Wednesday, November 24, 2021

Totems: Bull, Part V

Bull Divinities & Folk Variations

Characters can select various bull totem abilities, spells, side-effects, and totem tests to replace ones they would normally have, reflecting how the bull can confer its mighty power. Select or roll 1d8.

1. Greek & Minoan: Those who follow Poseidon often respect the bull's potency, physical strength, and fittingness for curses, with bull sacrifices and even minotaurs sometimes being the result. Other Greeks who call Hercules or Theseus their heroic patron instead seek to wrestle or slay the mighty bull, ironically using such tauric power to do so. Still, devotees of the Minoan Potnia focus more on the bull's majestic, civilized form, and are famous for being bull-leapers and shapechangers, if not minotaurs themselves.

2. Roman & Etruscan: Mithra's devotees also see the bull as something to be overcome; it's blood grants strength via the Taurobolium, which is commonplace in their rites. The followers of Fufluns instead take a view akin to those of Potnia- the bull is a beautiful, mighty form, worthy of nurturing, even upon a human mother's breast. Though being a more neutral Etruscan version of Dionysus, Fufluns can also grant the very dangerous bull rages and darker, chthonic power. 

3. Celtic: The 3-Horned, Gallic Tarvos Trigaranus befits his followers specifically with horned and charging attack abilities and spells. He may otherwise be treated as a deified bull totem, and thus druids can harness his power, Other Celts see the bull more as an aspect of Cernunnos, replete with cattle raids and the brown bull (Donn CĂșailnge) and the white bull (Finnbhennach) fighting. In either case, wrapping oneself in a bull hide and even partaking of beef is a preeminent method of their divination (Tarbhfhess).

4. Norse: The Uruz Rune is a mighty and key point of bull access. As aurochs, it can be used by the followers of a number of Norse gods, granting great size and strength in the case of Thor, Magni, Vidarr, and others. To a lesser extent the Fehu rune does so too, though more in the fertility and providing aspect of cattle, and would correspond well with the followers of Freyr. 

4. Mesopotamian: Commonly shown amongst the Sumerian and Babylonian divinities, the bull can manifest as hybridizations or monsters with the followers of Enlil (horns), Ishtar (Gugalanna), Marduk (hooves), Nanna (bull lammasu), and Tiamat (kusarikku). They thus tend towards the mutagenic and summoning aspects of the totem.

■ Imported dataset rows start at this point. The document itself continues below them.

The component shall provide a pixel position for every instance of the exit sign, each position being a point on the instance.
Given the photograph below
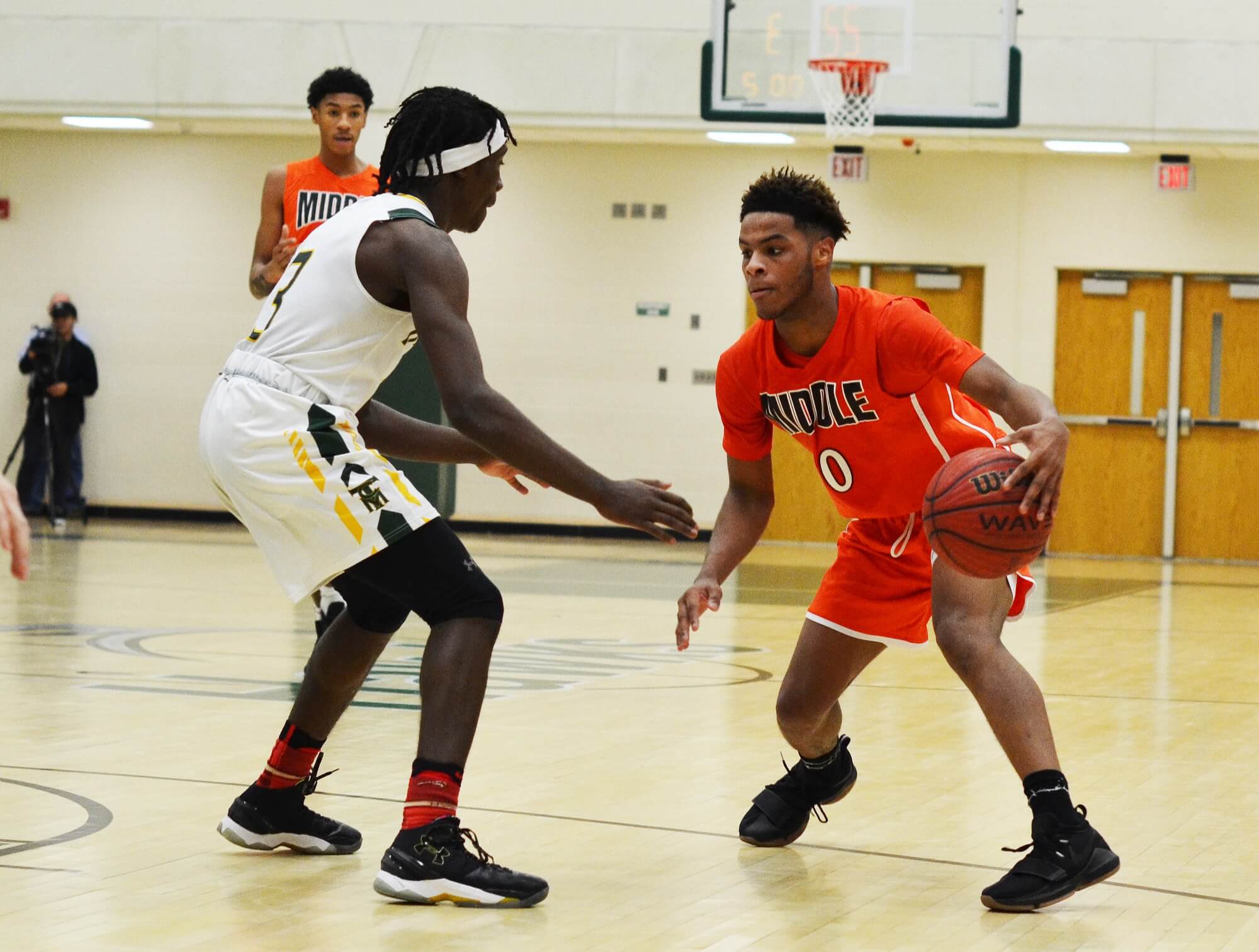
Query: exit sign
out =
(1174, 177)
(850, 167)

5. Egyptian & Colchian: The Egyptians have somewhat less of a demonstration of the bull, with Apis being a manifestation of the totem itself mixed with a sacred adoration of the golden calf. Other divinities might access its horns and fertility as Hathor does. In Colchis, land of the Golden Fleece, the Khalkotauroi are followed as bronze, fire-breathing bulls and their devotees draw on many aggressive and tough bull totem abilities. Some strangely call these beasts "gorgons'.
6.  Slavic & Yamnayan: Notably Chernobog (via the Cherno-bull), can have a few bull totem features added in to bring about even greater woe, though other Slavic divinities can do so too for more noble purposes. The Sacred Bull of the Indo-European Yamnaya of course predates many of the cultures above, and can not only be called upon for great strength, but also the ability to consume milk with ease- a trait of great potential advantage to size and strength when on the move.

7. Baphomet & Minotaurs: Darker aspects of the bull manifest in Baphomet the demon lord. Along with warpings of their body, its cultists bring out the worst in the totem, notably hyper-aggression, overwhelming obstinance, belittling of others, and destruction. Minotaurs themselves reflect this savagery too, though with the proper guidance from Poseidon, Potnia, or some of the other divinities above, can harness their taurine power for more meaningful pursuits.